Ceuta, with about 75.000 inhabitants, is one of the last bastions of Spanish hegemony in Morocco, and as such is heavily guarded. Also, from a European strategic point of view, Ceuta needs special protection. In 2005 the EU set up a fence and fit it with barbed wire and surveillance cameras to guard the border against irregular immigrants. The fence was supposed to mark clearly that it wasn’t that easy to enter “Fortress Europe”. At the same time, on the political level, the way into Europe from the outside became more difficult. Spain tightened its immigration law with exceptional arrangements for Ceuta and Melilla. According to existing legal regulations, a person applying for asylum could move freely within Spain- from this point, this was no longer an option in Ceuta or Melilla. Immigrants have to stay inside the exclaves during the whole process of the examination of their asylum proposal. And that can take a while. So Ceuta is not a temporary transit, but place of a lengthy involuntarily stays – a sweet prison, as many immigrants call it.
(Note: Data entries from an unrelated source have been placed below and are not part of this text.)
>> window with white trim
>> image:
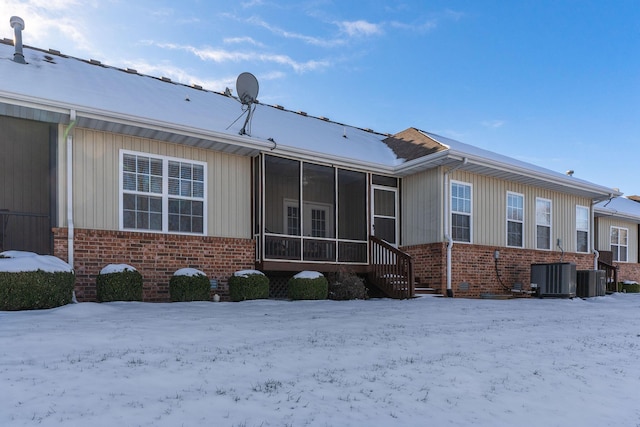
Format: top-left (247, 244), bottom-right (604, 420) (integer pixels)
top-left (536, 198), bottom-right (552, 250)
top-left (311, 208), bottom-right (327, 238)
top-left (576, 206), bottom-right (589, 253)
top-left (507, 192), bottom-right (524, 247)
top-left (611, 226), bottom-right (628, 262)
top-left (451, 181), bottom-right (472, 243)
top-left (121, 151), bottom-right (206, 234)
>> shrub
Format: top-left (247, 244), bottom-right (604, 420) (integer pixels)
top-left (96, 265), bottom-right (143, 302)
top-left (288, 271), bottom-right (328, 300)
top-left (228, 270), bottom-right (269, 302)
top-left (620, 282), bottom-right (640, 293)
top-left (0, 270), bottom-right (75, 311)
top-left (0, 252), bottom-right (75, 311)
top-left (328, 270), bottom-right (368, 300)
top-left (170, 269), bottom-right (210, 302)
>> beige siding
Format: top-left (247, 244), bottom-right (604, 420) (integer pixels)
top-left (450, 170), bottom-right (592, 251)
top-left (596, 217), bottom-right (638, 262)
top-left (401, 167), bottom-right (442, 246)
top-left (67, 128), bottom-right (251, 238)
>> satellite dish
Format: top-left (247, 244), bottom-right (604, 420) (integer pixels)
top-left (236, 72), bottom-right (259, 105)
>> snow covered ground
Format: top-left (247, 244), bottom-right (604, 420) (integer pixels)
top-left (1, 295), bottom-right (639, 427)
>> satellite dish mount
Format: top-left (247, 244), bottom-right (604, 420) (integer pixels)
top-left (235, 72), bottom-right (259, 136)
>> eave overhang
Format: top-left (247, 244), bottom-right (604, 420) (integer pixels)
top-left (0, 91), bottom-right (622, 201)
top-left (395, 148), bottom-right (621, 201)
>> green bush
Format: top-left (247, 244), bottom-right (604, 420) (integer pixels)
top-left (620, 282), bottom-right (640, 293)
top-left (288, 272), bottom-right (328, 300)
top-left (96, 268), bottom-right (143, 302)
top-left (328, 270), bottom-right (368, 300)
top-left (228, 271), bottom-right (269, 302)
top-left (170, 271), bottom-right (210, 302)
top-left (0, 270), bottom-right (76, 311)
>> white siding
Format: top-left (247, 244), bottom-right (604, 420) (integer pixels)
top-left (596, 217), bottom-right (638, 263)
top-left (448, 170), bottom-right (592, 251)
top-left (68, 128), bottom-right (252, 238)
top-left (401, 168), bottom-right (442, 246)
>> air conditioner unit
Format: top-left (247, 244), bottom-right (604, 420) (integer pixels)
top-left (577, 270), bottom-right (606, 298)
top-left (530, 262), bottom-right (576, 298)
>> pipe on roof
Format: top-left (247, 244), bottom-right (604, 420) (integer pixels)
top-left (10, 16), bottom-right (26, 64)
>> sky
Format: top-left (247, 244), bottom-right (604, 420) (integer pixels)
top-left (1, 0), bottom-right (639, 195)
top-left (2, 291), bottom-right (640, 426)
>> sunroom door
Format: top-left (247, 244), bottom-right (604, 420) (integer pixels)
top-left (371, 185), bottom-right (398, 246)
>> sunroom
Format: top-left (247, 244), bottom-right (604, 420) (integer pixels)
top-left (254, 154), bottom-right (400, 274)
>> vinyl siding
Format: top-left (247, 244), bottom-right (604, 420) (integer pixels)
top-left (447, 170), bottom-right (592, 251)
top-left (401, 167), bottom-right (442, 246)
top-left (67, 128), bottom-right (251, 238)
top-left (595, 217), bottom-right (638, 263)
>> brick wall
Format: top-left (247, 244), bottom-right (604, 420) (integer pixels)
top-left (53, 228), bottom-right (254, 302)
top-left (617, 262), bottom-right (640, 284)
top-left (403, 242), bottom-right (596, 298)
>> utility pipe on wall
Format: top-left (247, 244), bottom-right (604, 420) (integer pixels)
top-left (443, 157), bottom-right (468, 297)
top-left (591, 193), bottom-right (613, 270)
top-left (64, 110), bottom-right (77, 268)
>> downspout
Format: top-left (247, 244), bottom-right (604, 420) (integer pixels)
top-left (64, 110), bottom-right (77, 269)
top-left (443, 157), bottom-right (468, 297)
top-left (591, 193), bottom-right (613, 270)
top-left (591, 201), bottom-right (598, 270)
migration – the long journey
The journey into Ceuta in some cases takes months and years, and is often life-threatening. Some people can manage to cross the fence, as like Sekou did. Others pay a lot of money to traffickers to bring them hidden under a car’s dashboard across the border into Ceuta. Still others try to swim around the boundaries at sea or come across in a zodiac like Blade Cyrille. But even after all these troubles the trip doesn’t end in Ceuta… the waiting starts here.